В книгах о людях искусства сочинители порой даже имя жены позабудут назвать, занятые дифирамбами глубине замыслов, торжеству творящего духа и т. д.

Иной, смотришь, до того договорится, что жена, дети, семья вообще несовместима с творчеством, что все это – обуза и помеха великому пророческому дару.

Не стану перебирать бесчисленные примеры, выстраивая ряд, который лил бы воду на мою мельницу: жены декабристов, жена протопопа Аввакума, вторая жена Достоевского… Доводов за и против – множество. Но если смотреть на творчество как на жизнь духа, питаемого жизнью естественной, без которой со дня творения и самого духа нельзя себе помыслить, ту самую жизнь творческого начала, которая имеет свой рост, свой взлет и свой конец, то следует признать, что художнику, как и всякому смертному, – не беда, что бессмертный венец на челе, – ничто земное не чуждо.

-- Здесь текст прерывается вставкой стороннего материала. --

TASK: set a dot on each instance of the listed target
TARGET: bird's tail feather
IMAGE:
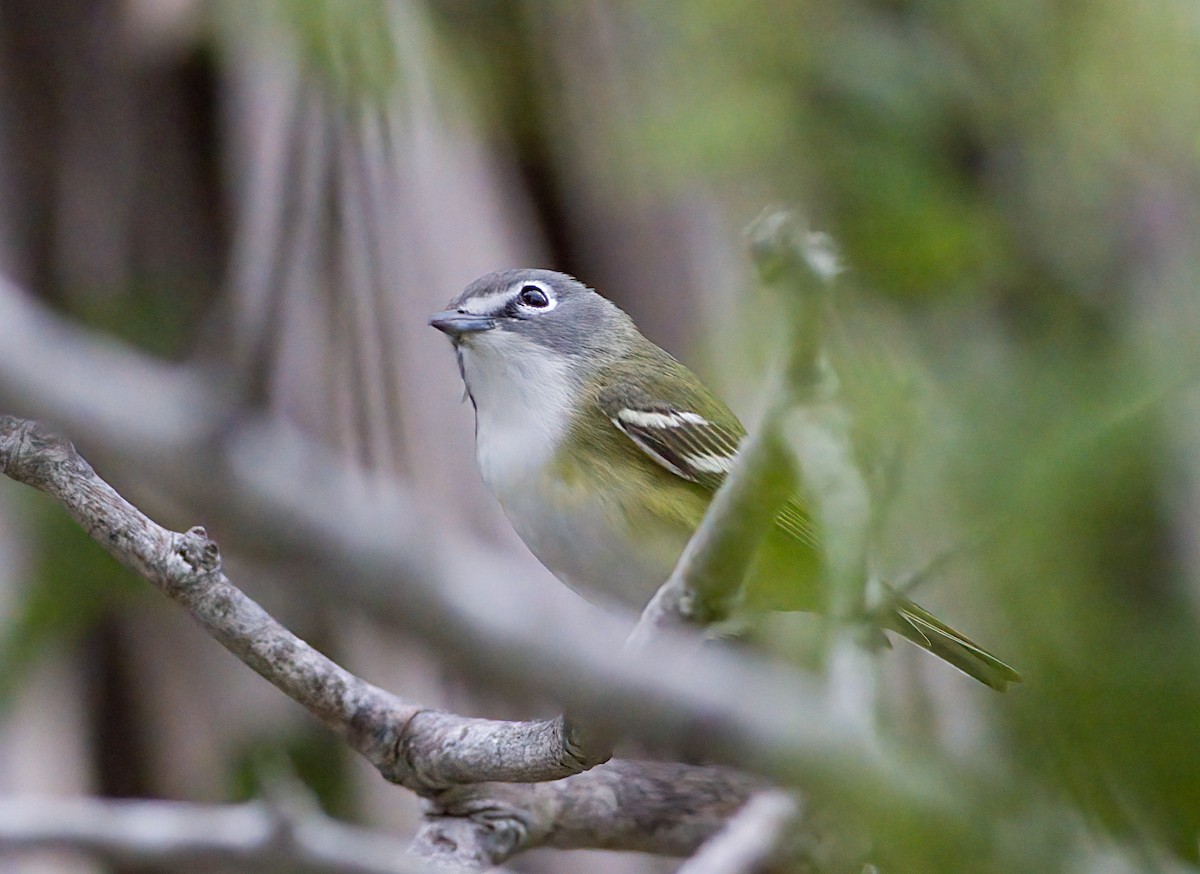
(915, 623)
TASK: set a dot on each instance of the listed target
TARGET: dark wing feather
(691, 444)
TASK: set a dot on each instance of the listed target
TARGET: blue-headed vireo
(605, 452)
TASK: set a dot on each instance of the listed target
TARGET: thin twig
(174, 833)
(751, 838)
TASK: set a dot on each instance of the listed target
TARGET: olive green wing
(693, 435)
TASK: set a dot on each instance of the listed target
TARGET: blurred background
(289, 187)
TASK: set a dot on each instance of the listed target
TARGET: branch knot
(198, 551)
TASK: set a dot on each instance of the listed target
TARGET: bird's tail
(915, 623)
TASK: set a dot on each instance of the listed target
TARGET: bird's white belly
(586, 543)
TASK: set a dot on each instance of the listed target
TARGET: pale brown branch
(180, 834)
(751, 839)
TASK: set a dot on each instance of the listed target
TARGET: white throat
(523, 403)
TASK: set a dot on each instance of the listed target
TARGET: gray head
(541, 307)
(527, 339)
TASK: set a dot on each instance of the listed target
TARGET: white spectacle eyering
(496, 301)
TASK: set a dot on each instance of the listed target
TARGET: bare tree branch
(168, 832)
(751, 838)
(617, 806)
(725, 706)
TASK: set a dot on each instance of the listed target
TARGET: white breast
(522, 400)
(523, 406)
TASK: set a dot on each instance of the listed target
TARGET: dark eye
(532, 295)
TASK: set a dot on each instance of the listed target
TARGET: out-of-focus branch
(262, 482)
(718, 555)
(429, 752)
(591, 809)
(172, 833)
(750, 839)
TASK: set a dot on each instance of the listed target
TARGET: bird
(604, 450)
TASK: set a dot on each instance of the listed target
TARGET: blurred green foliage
(72, 586)
(1015, 190)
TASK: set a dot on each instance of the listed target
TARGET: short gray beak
(457, 323)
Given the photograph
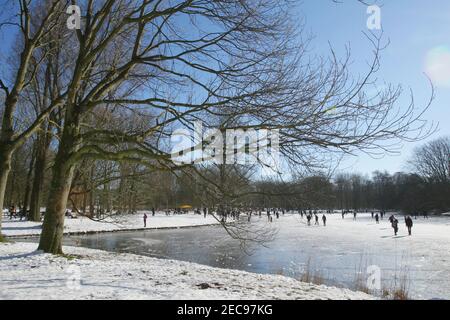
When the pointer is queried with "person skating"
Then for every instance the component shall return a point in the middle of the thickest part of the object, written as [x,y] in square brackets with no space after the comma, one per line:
[395,226]
[409,224]
[391,219]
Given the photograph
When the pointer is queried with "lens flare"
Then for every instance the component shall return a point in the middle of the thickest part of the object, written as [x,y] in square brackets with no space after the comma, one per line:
[437,66]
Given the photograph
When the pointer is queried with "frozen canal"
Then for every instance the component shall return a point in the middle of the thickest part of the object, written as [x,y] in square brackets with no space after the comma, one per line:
[338,253]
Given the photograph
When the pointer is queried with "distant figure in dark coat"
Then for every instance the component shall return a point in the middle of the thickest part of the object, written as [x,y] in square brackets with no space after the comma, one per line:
[395,225]
[391,219]
[409,224]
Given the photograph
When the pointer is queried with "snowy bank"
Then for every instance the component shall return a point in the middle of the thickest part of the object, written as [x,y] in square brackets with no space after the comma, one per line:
[93,274]
[16,228]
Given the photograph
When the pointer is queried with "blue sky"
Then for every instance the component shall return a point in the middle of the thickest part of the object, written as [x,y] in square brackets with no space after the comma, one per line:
[419,34]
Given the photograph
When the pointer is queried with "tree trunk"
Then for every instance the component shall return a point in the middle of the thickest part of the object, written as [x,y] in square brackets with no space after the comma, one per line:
[5,168]
[38,181]
[26,199]
[63,172]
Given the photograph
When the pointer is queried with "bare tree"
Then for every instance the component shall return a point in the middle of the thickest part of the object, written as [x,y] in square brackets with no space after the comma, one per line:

Всяческая истерия и шизофрения – несчастье, а если она от умелого наигрыша – для прессы и продажи – паскудство. Никогда и ни в чем не след выгораживать великих, чтоб примера заразительного, больного примера не было для и без того болезненных и взвинченных новых человеческих поколений.

Иной биограф, расщедрясь, вдруг да и пожалеет иную жену, как все жалеют Софью Андревну. Но ведь это смешная жалость! Тогда и самого Льва Николаевича надо пожалеть – груз гения прежде всего на плечах самого носителя. И слава хрупким, гнущимся, да не ломающимся женским плечикам, слава, слава женам всех творцов, которые храбро подставляют эти свои плечики под ношу, вес которой одному, может, богу ведом. Подставляют, несут, и ноша эта – общая!

Как знать, были бы они в Третьяковке, «Три богатыря», и была ли бы сама Третьяковка такой, какая есть, если бы не жены, имена которых поминают лишь в полных биографиях.

Зачастую одному только многотерпению женскому мы обязаны шедеврами в красках, в слове, в творениях инженерной мысли.

Погубленного и несостоявшегося по вине женщин тоже много. Кто же тут учтет? И тем ценнее великий женский дар – быть женою.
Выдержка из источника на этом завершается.